Dynamic programming solves problems by combining the solutions into sub-problems. Dynamic programming can be used when a problem can be divided into sub-problems and when these sub-problems are not independent, i.e. when sub-problems share sub-sub-problems.

DP is most frequently used to optimization problems, for instance to find the best score when aligning two sequences. Each solution produce a certain score and we want to produce the optimal solution, i.e. the solution with the highest (or lowest) score.

DP algorithms can be divided into 4 steps:

1. Characterize the structure of an optimal solution.
2. Recursively define the value of an optimal solution.
3. Compute the value of an optimal solution in a bottom-up fashion.
4. Construct an optimal solution from computed information.

Step 4 can be omitted if only the value and not the exact details are needed. This can for instance be used when searching a database, where we are not interested in the alignment but only in the score for a particular match.

Necessary elements for dynamics programming.

To be able to apply DP to a problem there are some criterias that has to be filled. These are: optimal sub-structure and overlapping sub-problems.

Optimal sub-structure

A problem exhibit an optimal sub-structure of an optimal solution to the problem contains within it optimal solutions to the sub-problems. In the example of sequence alignments this means that if the problem could be solved with DP it is necessary that the optimal alignment of residues 1 to N includes the optimal alignment of residues 1 to K, where K is less than N.

Overlapping sub-problems

The second requirement for the use of DP to a problem is that the sub-problems be so that a recursive algorithm for the problem solves the same sub-problems over and over, rather than always generating new sub-problems. When a recursive algorithm revisits the same problem over and over again the DP algorithm typically solves the sub-problem once and then stores the results in a table.

When can Dynamic programming not be used.

In sequence alignments it is necessary that the score for aligning a certain residue with a another residue is known at the time of the comparisons between these residues. If this is not the case the overlapping sub-problem necessity is broken. One such example is in threading when the score of aligning two residues are dependent on the alignment of other residues, i.e. a new sub-problem is generated all the time. It has been shown that this problem is NP-complete (Lathrop, 1994 Prot. Eng).

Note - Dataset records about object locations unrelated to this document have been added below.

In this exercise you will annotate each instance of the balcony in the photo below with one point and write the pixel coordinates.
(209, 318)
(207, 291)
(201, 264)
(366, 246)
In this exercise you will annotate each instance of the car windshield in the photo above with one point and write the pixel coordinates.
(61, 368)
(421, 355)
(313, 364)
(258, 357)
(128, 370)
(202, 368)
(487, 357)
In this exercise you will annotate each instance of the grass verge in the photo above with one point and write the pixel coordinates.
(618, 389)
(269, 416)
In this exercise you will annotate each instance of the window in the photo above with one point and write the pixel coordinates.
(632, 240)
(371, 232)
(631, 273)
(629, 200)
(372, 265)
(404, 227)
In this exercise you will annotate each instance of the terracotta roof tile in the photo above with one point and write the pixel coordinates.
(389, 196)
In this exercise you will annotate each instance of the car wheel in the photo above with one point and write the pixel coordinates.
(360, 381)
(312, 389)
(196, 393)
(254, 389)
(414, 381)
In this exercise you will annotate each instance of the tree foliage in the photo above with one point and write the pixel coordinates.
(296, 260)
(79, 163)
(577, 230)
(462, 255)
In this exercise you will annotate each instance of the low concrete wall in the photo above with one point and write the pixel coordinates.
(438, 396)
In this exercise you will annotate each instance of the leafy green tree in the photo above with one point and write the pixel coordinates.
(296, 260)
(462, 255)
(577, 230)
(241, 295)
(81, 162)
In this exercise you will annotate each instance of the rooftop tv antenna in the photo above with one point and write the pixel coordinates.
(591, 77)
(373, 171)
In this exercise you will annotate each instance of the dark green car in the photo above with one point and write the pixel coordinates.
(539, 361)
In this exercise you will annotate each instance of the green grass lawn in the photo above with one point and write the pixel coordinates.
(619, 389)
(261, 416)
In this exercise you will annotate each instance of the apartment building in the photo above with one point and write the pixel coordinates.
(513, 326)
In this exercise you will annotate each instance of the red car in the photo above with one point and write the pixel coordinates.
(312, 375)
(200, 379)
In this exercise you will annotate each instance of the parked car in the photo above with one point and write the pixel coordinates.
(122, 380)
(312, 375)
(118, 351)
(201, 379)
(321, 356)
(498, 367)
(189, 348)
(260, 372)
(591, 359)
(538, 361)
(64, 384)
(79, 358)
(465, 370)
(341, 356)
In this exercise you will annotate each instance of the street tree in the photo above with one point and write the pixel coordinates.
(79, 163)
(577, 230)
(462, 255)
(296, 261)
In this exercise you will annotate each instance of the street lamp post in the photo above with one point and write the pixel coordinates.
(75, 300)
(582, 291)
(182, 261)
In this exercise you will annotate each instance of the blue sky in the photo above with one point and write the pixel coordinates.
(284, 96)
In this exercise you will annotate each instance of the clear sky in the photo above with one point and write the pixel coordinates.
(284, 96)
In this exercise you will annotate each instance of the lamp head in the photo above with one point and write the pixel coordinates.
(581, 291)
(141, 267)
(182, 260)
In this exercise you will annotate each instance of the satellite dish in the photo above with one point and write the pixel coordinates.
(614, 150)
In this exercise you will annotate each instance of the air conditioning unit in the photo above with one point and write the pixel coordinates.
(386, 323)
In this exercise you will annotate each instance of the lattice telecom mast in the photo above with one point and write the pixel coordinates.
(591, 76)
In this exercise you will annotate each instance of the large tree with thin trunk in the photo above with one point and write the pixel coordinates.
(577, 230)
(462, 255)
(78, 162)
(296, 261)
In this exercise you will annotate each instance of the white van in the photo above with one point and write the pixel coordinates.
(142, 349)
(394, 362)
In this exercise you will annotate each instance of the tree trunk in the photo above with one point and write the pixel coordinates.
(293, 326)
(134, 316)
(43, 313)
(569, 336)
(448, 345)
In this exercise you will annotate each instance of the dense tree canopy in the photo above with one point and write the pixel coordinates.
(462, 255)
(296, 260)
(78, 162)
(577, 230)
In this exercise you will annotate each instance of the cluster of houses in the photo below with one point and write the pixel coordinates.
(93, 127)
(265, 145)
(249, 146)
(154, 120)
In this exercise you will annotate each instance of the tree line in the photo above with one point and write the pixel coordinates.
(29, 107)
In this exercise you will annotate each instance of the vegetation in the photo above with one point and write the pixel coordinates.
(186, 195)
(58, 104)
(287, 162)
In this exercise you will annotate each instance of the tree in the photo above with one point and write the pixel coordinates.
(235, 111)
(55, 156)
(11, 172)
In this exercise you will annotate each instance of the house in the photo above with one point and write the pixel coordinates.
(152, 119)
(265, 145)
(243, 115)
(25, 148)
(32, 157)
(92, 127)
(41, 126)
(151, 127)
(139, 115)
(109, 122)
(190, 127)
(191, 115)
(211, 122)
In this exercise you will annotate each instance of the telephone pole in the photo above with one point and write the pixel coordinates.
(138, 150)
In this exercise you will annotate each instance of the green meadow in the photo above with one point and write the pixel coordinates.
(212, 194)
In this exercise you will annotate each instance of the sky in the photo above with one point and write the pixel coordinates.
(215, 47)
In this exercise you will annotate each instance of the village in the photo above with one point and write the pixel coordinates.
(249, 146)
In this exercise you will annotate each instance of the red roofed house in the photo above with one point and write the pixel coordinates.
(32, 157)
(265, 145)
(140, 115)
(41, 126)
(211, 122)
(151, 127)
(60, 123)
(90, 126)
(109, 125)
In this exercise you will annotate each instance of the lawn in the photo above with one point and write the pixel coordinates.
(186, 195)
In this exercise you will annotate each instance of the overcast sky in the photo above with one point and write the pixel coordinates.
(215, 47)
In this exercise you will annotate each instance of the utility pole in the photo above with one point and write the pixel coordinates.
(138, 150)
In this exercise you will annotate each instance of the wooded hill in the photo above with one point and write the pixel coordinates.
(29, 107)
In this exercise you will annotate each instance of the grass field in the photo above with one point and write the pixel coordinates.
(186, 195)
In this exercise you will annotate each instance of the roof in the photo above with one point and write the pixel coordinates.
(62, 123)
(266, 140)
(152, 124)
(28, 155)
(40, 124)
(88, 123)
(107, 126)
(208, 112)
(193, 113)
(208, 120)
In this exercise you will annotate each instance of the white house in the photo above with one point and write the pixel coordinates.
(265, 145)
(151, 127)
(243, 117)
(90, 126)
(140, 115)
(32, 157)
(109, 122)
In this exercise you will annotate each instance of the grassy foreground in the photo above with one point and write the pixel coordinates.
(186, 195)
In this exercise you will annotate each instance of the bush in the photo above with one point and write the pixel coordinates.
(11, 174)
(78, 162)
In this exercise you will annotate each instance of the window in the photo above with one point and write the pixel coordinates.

An example: Longest Common Sub-sequence

Probably the best way to get a better understanding of DP is to study an example. We have chosen the example to find the Longest Common Sub-sequence, or the LCS problem.

In the LCS we find the largest common sub-sequence between two different sequences. A sub-sequence of a given sequence is just a part of this sequence (or the complete sequence). A sequence is just a string of symbols (for instance letters representing amino acids).

In mathematical terms a sequence Z (Z= {z₁, z₂, z₃...., z_k}) is a subsequence of X (X= {x₁, x₂, x₃...., x_k}) if there exists a strictly increasing sequence {i₁, i₂, i₃...., i_k} of indices X such that for all j=1,2,3....,k we have x_ij1 = z_j. For example, Z={B,C,D,B} is a subsequence of X={A,B,C,B,D,A,B} with the corresponding index sequence {2,3,5,7}

Given two sequences X and Y we say that a sequence Z is a common subsequence of X and Y if Z is a subsequence of both X and Y. For example, if X={A,B,C,B,D,A,B} and Y={B,D,C,A,B,A}, the sequence Z={B,C,A} is a common subsequence of both X and Y. The sequence Z₁ is however not the LCS of X and Y. Z₁ has the length 3 and it is possible to detect another common subsequence Z₂={B,C,B,A} of length 4. The sequence Z₂ is however not the only LCS as another sequence Z₃={B,D,A,B} also exist.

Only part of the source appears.